Après les sorties tous azimuts des OSC pour, certaines, décrier la situation nationale marquée par la recrudescence des attaques terroristes et appeler à une diversification de la coopération militaires avec d’autres puissances, et pour d’autres, demander la coopération avec la Russie, c’est autour du M/PRSCA de briser le silence. Le M/PRSCA a donné un ultimatum de 2 mois aux nouvelles autorités pour libérer les zones assiégées et permettre aux populations déplacées de regagner leurs terres « car la saison des pluies s’annonce bientôt ».

Selon Claude S. Ouédraogo, Coordonnateur du mouvement, au lendemain de sa prise de pouvoir, le MPSR avait suscité l’espoir du peuple burkinabè en annonçant la restauration de l’intégrité territoriale, le retour des personnes déplacées et la reprise de l’administration publique. Pour lui, cette annonce avait galvanisé le peuple comme un seul homme.

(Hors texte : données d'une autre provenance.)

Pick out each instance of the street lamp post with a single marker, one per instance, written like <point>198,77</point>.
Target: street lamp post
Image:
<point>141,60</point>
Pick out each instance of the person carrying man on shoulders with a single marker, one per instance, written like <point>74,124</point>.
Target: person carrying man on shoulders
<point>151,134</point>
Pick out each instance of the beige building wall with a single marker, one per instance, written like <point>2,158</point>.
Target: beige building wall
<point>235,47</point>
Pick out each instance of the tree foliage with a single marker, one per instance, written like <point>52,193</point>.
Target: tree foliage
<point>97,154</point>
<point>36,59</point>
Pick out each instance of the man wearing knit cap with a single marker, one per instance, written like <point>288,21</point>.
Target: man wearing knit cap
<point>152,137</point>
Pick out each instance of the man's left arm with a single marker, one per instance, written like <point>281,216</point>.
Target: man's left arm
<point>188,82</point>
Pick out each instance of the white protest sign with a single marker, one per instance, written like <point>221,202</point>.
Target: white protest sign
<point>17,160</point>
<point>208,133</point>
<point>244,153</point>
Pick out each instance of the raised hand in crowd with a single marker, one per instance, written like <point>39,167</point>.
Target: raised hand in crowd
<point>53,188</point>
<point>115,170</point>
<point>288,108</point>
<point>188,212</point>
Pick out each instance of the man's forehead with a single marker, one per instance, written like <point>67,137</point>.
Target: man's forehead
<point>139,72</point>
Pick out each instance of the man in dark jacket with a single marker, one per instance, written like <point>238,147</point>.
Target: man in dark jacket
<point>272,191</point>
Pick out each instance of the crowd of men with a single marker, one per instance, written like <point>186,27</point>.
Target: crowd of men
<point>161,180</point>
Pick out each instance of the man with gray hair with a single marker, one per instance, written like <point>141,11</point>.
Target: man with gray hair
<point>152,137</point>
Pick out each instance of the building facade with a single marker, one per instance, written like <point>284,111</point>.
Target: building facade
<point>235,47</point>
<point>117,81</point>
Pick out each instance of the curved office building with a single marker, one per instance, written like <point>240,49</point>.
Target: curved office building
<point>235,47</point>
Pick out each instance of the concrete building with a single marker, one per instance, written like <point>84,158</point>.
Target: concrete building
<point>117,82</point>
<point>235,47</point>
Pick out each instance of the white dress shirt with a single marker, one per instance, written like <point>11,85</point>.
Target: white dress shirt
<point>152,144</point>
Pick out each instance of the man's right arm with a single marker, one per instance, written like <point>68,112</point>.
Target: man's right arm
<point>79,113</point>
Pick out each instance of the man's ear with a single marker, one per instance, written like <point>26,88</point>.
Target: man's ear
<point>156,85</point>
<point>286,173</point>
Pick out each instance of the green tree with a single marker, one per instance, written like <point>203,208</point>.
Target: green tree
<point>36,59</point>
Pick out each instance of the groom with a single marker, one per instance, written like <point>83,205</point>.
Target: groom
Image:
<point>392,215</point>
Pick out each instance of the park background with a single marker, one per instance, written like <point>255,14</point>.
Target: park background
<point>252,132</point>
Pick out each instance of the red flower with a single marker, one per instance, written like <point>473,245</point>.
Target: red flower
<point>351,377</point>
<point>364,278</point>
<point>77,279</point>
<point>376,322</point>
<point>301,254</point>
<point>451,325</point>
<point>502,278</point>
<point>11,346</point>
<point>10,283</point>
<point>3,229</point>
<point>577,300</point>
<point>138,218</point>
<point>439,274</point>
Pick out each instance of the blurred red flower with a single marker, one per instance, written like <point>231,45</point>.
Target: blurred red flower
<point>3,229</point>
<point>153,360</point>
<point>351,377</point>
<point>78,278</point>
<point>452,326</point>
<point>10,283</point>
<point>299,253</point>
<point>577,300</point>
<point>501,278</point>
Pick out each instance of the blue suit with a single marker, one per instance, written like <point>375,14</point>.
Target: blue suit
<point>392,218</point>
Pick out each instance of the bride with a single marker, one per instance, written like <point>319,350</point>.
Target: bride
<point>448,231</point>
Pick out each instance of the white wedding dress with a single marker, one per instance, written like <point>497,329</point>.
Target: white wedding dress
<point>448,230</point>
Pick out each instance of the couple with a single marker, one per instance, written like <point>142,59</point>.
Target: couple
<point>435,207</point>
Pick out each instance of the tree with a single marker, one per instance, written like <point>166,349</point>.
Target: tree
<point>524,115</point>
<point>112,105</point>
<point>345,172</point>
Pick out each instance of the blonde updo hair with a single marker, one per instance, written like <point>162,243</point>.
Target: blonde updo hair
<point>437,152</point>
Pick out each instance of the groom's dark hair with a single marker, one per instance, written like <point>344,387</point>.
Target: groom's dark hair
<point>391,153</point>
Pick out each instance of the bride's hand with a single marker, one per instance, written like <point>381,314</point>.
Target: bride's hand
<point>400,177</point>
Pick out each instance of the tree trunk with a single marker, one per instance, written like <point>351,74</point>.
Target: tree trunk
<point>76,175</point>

Mais pour le M/PRSCA, depuis l’arrivée des nouvelles autorités, le constat reste et demeure amer, car « le Burkina Faso est toujours à la croisée des chemins ». Claude Ouédraogo et ses camarades se demandent si les burkinabè doivent continuer à subir la vie cadencée de 24 heures à 24 heures ou conjuguer les dernières ressources en entonnant « la patrie ou la mort ? » ou plus encore espérer que les nouvelles stratégies, tant annoncées par le porte-parole du gouvernement, soient mises en place ? Pour les conférenciers, « pas question d’attendre une stratégie qui en elle-même suscite du désespoir ». « C’étaient les mêmes acteurs qui étaient sur le terrain. Nous ne pouvons donc pas comprendre qu’il y ait une recrudescence des attaques alors que c’est ce motif que le MPSR a invoqué pour justifier sa prise du pouvoir », a martelé Claude S. Ouédraogo.

Sur la question de la coopération militaire entre le Burkina Faso et l’armée française, le M/PRSCA s’est voulu on ne peut plus clair. Il faut rompre cette coopération. Il réclame cependant une diversification de coopération de défense gagnant-gagnant. Il souhaite en outre que les nouvelles autorités coopèrent avec les chefs d’Etat du Mali et du Niger pour, dit-il, une synergie d’actions afin de fédérer les forces militaires sur le terrain pour des opérations conjointes car « seul, le Burkina Faso ne peut venir à bout de cette lutte contre le terrorisme », foi du M/PRSCA.

Après avoir rendu un hommage à Soumaïla Ganamé dit Yoro l’un des VDP tombé à les armes à la main dans le Lorum, le M/PRSCA a, en outre, exigé qu’une enquête soit ouverte afin de situer l’opinion sur les circonstances de sa mort et une publication du rapport d’enquête sur le drame d’Inata.

 Aussi, au cours de cette conférence de presse, le M/PRSCA a demandé la libération sans condition du président Roch Marc Christian Kaboré « s’il n’est nullement poursuivi pour d’autres raisons relevant de la justice ».